Stephanie Miller, vice president of strategic services at Return Path, who moderated the panel "A Call to Arms: How You Can Truly Move the Needle on Email," suggested that marketers often deliver messages they want to convey, rather than what a consumer is seeking.
"We're giving them broccoli when what they really want is pizza," she said. Much of email marketing is still not relevant to--and not targeted at--consumers, she added.
Brad Bacon, director of distribution at The Weather Channel Interactive, said it's easy to focus on evaluating data and "sort of forget about the face of the consumer ... and focusing solely on them." One issue to consider is how to avoid tipping the scale in favor of advertiser preferences, he said.
"We've made the mistake before," he said. "Several years back, we kind of took an advertiser-focused approach to building out an email program that we could monetize."
But that mistake has him more cautious about focusing "efforts solely on the advertiser because you're really not going to make your consumers happy that way."
Return Path's Miller responded that if consumers are happy, advertisers will be, too.
During the panel, Miller asked those in attendance to make a series of commitments. Among the seven pledges was: "I will ensure that subscribers who opt out of my email messages will not receive another email they don't want. Period."
And the last one? "I will never place a hyphen in the word 'email.'"
"It's an internal debate with the editor in chief and myself," said Jack Hogan, COO of LifeScript. "It is in the dictionary without the hyphen, so we as an industry should make sure that's cemented."
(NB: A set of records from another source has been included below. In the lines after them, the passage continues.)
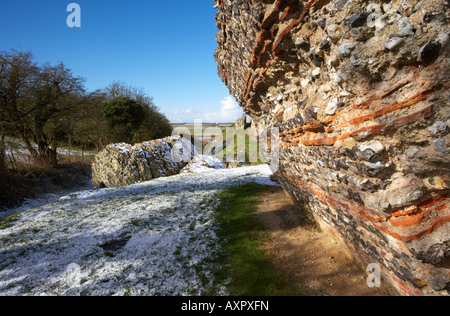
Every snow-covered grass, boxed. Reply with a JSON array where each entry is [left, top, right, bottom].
[[0, 165, 274, 295]]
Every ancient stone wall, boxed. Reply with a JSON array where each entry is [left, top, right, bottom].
[[215, 0, 450, 295], [92, 136, 197, 188]]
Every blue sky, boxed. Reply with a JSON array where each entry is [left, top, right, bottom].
[[0, 0, 242, 123]]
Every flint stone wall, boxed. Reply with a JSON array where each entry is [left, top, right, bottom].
[[215, 0, 450, 295], [92, 137, 197, 188]]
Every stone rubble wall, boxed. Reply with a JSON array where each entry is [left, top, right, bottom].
[[92, 137, 197, 188], [215, 0, 450, 295]]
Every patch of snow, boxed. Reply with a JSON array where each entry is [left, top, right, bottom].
[[181, 155, 225, 173], [0, 165, 277, 296]]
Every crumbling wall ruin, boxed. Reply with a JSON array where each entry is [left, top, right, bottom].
[[215, 0, 450, 295]]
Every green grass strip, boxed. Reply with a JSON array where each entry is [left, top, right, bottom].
[[215, 184, 305, 296]]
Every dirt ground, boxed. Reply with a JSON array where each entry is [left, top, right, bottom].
[[258, 187, 395, 296]]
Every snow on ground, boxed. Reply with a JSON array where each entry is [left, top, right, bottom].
[[0, 165, 275, 296]]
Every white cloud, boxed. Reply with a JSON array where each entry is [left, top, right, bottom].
[[202, 96, 243, 123]]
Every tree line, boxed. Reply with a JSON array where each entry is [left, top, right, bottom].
[[0, 50, 172, 170]]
Bacon followed tongue-in-cheek: "Think of the time each one of you in this room could save not typing the hyphen."
Surely
"I will ensure that subscribers who opt out of my email messages will not receive another email they don't want. Period."
should read
"I will ensure that subscribers who opt out of my email messages will not receive another email. Period."
Stephanie and co are precisely right. The future of digital messaging is in multi-modal, relevant, personalized. It's a little Big Brother (data mining to send you an email about a blue sweater because you bought a complementary item 30 days ago), but from a consumer satisfaction perspective, it's the only way.